You can provide a natural language statement to generate a SQL query. You begin SQL generation by using the # character in the BigQuery query editor. You then follow the prompt with a natural language statement or question about the data that you want. Duet AI then suggests a query to help you to analyze your data. It also helps you while you are writing the query, forecasting the next SQL statements to complete a SQL query. If you have an already written query you can also ask to the Duet AI assistance in the chat to help you understand the query and to Explain the SQL query.

Unified data type and sources

Thanks to the connection with BigLake and object table, in BigQuery Studio is it possible to work with structured, semi-structured, and unstructured data of all formats. With BigQuery Omni and BigLake tables is even possible to query external data across cloud environments (Google Cloud, AWS Amazon S3, Azure Blob Storage).

CI/CD and Versioning

BigQuery Studio enhances collaborative efforts, by integrating established software development principles. It incorporates key practices such as (CI/CD), version tracking, and source control for various analytical assets, including SQL scripts, Python scripts, notebooks, and SQL pipelines. Furthermore, the platform enables users to establish secure connections with external code repositories.

Data Lineage, Profiling and Quality

BigQuery Studio empowers organizations to extract reliable insights from data by helping users comprehend data, identifying quality issues, and troubleshooting. You can monitor data lineage, profile data, and implement data-quality constraints, ensuring the data is of high quality. BigQuery Studio will introduce personalized metadata insights, such as dataset summaries and recommendations for conducting more in-depth analyses. Moreover, BigQuery Studio provides admin with the ability to consistently enforce security policies minimizing the necessity to duplicate or share data beyond BigQuery. With unified credential management across BigQuery and Vertex AI, policies are enforced for fine-grained security without needing to manage additional external connections or service accounts. For instance, using SQL in BigQuery, data analysts can use Vertex AI’s foundational models for tasks like sentiment analysis and entity detection over BigQuery data, without the need to share data with external services.

Conclusion

BigQuery stands out as a robust service within the Google Cloud Platform.
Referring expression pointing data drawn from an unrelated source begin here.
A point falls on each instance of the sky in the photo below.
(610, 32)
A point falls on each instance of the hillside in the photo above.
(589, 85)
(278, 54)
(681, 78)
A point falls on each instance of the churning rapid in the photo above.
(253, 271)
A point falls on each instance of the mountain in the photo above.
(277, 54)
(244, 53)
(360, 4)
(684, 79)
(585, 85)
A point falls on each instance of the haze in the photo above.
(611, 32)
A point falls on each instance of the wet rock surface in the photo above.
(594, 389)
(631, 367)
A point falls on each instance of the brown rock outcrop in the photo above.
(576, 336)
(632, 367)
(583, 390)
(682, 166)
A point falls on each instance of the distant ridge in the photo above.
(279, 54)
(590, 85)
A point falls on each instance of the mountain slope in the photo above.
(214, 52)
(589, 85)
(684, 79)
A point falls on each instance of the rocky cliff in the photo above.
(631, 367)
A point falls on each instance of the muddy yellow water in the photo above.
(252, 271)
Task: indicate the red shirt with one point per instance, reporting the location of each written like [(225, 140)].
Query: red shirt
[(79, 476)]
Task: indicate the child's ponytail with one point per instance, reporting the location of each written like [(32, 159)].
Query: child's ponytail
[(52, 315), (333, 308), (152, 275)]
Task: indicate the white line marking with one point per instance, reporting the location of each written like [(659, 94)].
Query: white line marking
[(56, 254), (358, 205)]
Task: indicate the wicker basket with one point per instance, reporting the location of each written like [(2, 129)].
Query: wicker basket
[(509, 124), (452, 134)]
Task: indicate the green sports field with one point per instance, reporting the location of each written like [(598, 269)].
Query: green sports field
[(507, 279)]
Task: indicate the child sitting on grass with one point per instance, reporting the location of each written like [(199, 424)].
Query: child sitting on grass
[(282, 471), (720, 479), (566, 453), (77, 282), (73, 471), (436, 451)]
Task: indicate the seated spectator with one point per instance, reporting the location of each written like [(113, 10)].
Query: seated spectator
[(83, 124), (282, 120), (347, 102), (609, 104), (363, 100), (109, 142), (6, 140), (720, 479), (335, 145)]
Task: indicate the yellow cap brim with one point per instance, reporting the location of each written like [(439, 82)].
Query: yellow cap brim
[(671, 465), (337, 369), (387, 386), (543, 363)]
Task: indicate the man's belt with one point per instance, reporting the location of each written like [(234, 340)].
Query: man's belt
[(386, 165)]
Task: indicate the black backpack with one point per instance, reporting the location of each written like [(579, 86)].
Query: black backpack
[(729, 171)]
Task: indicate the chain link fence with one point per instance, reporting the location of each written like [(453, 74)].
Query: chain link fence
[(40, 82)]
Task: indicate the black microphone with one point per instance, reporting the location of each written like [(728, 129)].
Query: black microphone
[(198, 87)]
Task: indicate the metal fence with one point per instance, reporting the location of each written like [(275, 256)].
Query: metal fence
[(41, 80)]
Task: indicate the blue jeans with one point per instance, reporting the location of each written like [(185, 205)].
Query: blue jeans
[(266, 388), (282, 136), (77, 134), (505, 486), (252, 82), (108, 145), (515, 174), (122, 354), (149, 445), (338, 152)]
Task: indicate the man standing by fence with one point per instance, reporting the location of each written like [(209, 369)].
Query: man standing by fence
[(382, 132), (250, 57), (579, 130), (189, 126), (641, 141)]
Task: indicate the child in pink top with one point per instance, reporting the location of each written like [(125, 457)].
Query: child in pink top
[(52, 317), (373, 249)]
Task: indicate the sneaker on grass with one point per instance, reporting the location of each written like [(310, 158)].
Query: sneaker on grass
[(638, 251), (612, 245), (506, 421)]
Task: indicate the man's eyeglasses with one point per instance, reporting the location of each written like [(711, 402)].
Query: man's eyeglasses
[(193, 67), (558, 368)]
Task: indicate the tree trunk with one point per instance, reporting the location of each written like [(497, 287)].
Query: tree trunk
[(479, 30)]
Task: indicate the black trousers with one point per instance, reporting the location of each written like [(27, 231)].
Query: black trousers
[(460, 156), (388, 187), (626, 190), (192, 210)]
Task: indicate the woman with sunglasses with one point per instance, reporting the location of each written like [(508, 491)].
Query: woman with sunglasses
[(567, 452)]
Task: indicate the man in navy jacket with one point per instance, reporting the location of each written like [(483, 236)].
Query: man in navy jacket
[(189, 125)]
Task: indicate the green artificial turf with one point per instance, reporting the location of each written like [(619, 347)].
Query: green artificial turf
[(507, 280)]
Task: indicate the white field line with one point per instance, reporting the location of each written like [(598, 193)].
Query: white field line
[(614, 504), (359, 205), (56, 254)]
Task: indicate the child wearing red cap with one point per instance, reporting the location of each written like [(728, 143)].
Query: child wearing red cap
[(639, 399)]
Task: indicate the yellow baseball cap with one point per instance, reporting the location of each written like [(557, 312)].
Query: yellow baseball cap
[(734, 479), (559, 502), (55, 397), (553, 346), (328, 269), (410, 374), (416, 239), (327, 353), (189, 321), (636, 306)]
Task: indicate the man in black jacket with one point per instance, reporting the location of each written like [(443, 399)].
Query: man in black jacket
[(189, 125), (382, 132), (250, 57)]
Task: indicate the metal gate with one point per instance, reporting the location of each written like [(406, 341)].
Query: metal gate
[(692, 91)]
With the introduction of new features, it is set to become even more comprehensive, offering diverse approaches for empowering data analytics, exploration, and visualizations — especially with the implementation of the new Notebook interface. It’s important to note that all the services mentioned in this article are currently in preview, indicating that they may not be functioning at their full capacity, and users might encounter issues or partial service availability. The new features that enables to write Spark stored procedures directly in a PySpark editor in BigQuery is very interesting, maybe in the future it will be possible (I hope) to do classic queries directly in PySpark and not only for stored procedures.

Thanks for reading and happy Query to everyone.